Informe Informática - Carlos Trindade
Depois que o Banco Bradesco lançou seu serviço de Internet grátis em 1999, uma grande agitação se seguiu no mercado de provedores. Muitos deles passaram a enxergar um futuro negro, tendo que ajustar seu planejamento em função de novos preços de assinatura. A UOL e Terra Networks seguiram a tendência e lançaram seus serviços gratuitos. Mas o que aconteceu? Por que recuaram?
O Super11.net ia de mal a pior e foi comprado pelo IG, a UOL decidiu fechar o seu braço de acesso gratuito, a NetGratuita. São duas as principais razões pelo recuo do mercado de acesso gratuito. O volume de investimento para o funcionamento de um provedor nacional é de dezenas de milhões de dólares e exige, portanto, outras fontes significativas de receita.
O volume de publicidade na Internet ainda é pequeno. Apesar do Brasil receber 64% (US$ 80 milhões) de todo o investimento em publicidade on-line na América Latina, o valor não representa mais do que 1% de todo o gasto com publicidade no País.
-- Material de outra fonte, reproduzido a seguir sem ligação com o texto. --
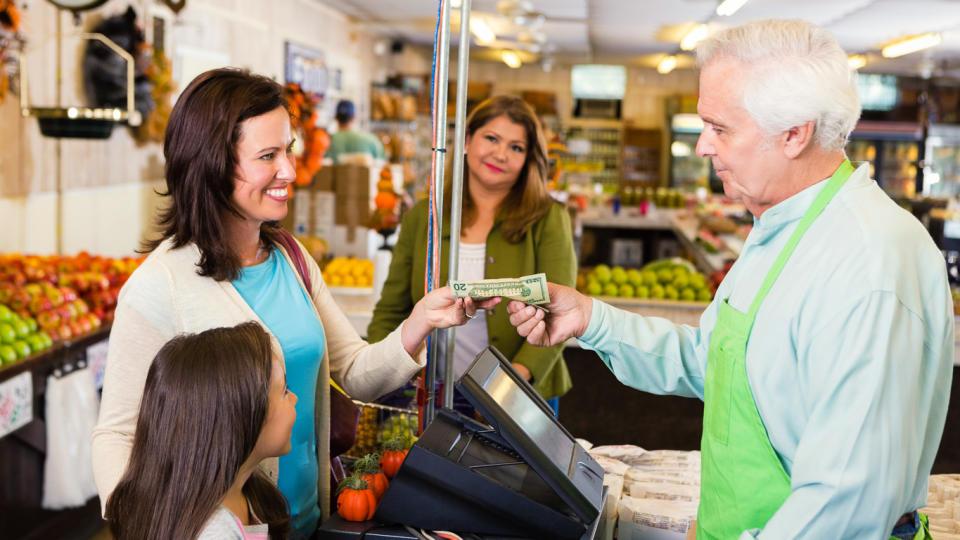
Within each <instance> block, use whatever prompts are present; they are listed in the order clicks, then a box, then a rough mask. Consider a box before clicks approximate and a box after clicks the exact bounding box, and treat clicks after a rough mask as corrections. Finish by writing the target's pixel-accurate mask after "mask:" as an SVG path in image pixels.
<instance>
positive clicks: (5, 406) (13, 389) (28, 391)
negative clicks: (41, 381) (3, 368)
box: [0, 371, 33, 438]
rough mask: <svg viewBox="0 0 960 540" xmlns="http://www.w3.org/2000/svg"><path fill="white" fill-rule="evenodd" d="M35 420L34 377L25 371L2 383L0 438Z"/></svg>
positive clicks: (0, 415)
mask: <svg viewBox="0 0 960 540" xmlns="http://www.w3.org/2000/svg"><path fill="white" fill-rule="evenodd" d="M32 421H33V377H32V376H31V375H30V372H29V371H25V372H23V373H21V374H20V375H17V376H16V377H13V378H11V379H8V380H7V381H4V382H2V383H0V438H2V437H4V436H6V435H7V434H9V433H12V432H14V431H16V430H17V429H20V428H21V427H23V426H25V425H27V424H29V423H30V422H32Z"/></svg>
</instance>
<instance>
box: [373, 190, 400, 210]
mask: <svg viewBox="0 0 960 540" xmlns="http://www.w3.org/2000/svg"><path fill="white" fill-rule="evenodd" d="M373 204H375V205H376V206H377V208H379V209H381V210H393V208H394V207H395V206H396V205H397V196H396V195H394V194H393V193H387V192H384V191H381V192H379V193H377V196H376V197H374V198H373Z"/></svg>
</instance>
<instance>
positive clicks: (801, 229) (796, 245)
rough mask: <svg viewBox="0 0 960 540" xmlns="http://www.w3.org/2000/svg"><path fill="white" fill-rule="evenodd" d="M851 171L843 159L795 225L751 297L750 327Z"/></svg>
mask: <svg viewBox="0 0 960 540" xmlns="http://www.w3.org/2000/svg"><path fill="white" fill-rule="evenodd" d="M853 171H854V168H853V165H852V164H851V163H850V160H849V159H844V160H843V163H841V164H840V167H838V168H837V170H836V171H835V172H834V173H833V175H832V176H831V177H830V180H828V181H827V185H826V186H824V187H823V189H822V190H820V193H819V194H818V195H817V198H816V199H814V201H813V204H811V205H810V208H809V209H807V212H806V213H805V214H804V215H803V218H802V219H801V220H800V224H799V225H797V228H796V229H795V230H794V231H793V234H792V235H790V239H789V240H787V245H786V246H784V248H783V250H782V251H781V252H780V255H779V256H778V257H777V260H776V261H774V263H773V267H772V268H770V271H769V272H767V277H766V278H764V280H763V284H762V285H760V290H759V291H757V295H756V296H754V297H753V303H752V304H750V311H748V312H747V315H748V316H749V317H750V320H751V327H752V326H753V323H752V321H753V320H754V319H755V318H756V315H757V311H758V310H759V309H760V304H762V303H763V299H764V298H766V296H767V293H768V292H769V291H770V288H771V287H773V284H774V282H776V281H777V278H778V277H779V276H780V272H781V271H782V270H783V267H784V266H786V264H787V260H789V259H790V255H792V254H793V250H794V248H796V247H797V244H799V243H800V238H801V237H802V236H803V233H805V232H807V229H809V228H810V225H812V224H813V221H814V220H815V219H817V217H818V216H819V215H820V213H821V212H823V209H824V208H826V207H827V204H828V203H829V202H830V200H831V199H833V196H834V195H835V194H836V193H837V192H838V191H840V188H841V187H843V184H845V183H846V181H847V178H849V177H850V175H851V174H852V173H853Z"/></svg>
As leis e regulamentações do mercado de telecomunicações não permitem que as empresas telefônicas repartam a receita de impulso com os provedores Internet, o que podia ser uma solução. Uma vez que a Internet grátis estimula o uso e aumento do impulso telefônico, a receita com esse aumento poderia ser compartilhada com os provedores e viabilizá-los.
Um estudo publicado pelo eMarketer revelou que o preço de acesso não tem grande influência no orçamento das classes A e B, maioria na Internet do Brasil. Além do mais, 75% dos usuários brasileiros já estavam conectados quando o acesso gratuito foi lançado. Grande parte dos usuários de serviços gratuitos eram também assinantes de serviços pagos.
Talvez o lançamento da Internet grátis no Brasil tenha sido precoce, antes da desregulamentação do mercado de telecomunicações em 2002, e da existência de um faturamento expressivo no segmento de publicidade on-line. A Forrester Research prevê para 2003 um volume de US$ 509 milhões em publicidade on-line, enquanto a Morgan Stanley, mais otimista, prevê que o mercado será de US$ 703 milhões. Nesse ponto, com a desregulamentação do mercado de telecomunicações e a publicidade on-line bem mais forte, é possível que o acesso gratuito seja viável.
De qualquer forma, ele deve continuar, mas de forma bastante restrita. Os bancos, que desejam e precisam levar seus clientes para o Internet Banking para reduzir custos, deverão fornecer acesso gratuito limitado, de poucas horas por mês, o suficiente para o cliente movimentar sua conta através dos serviços on-ine.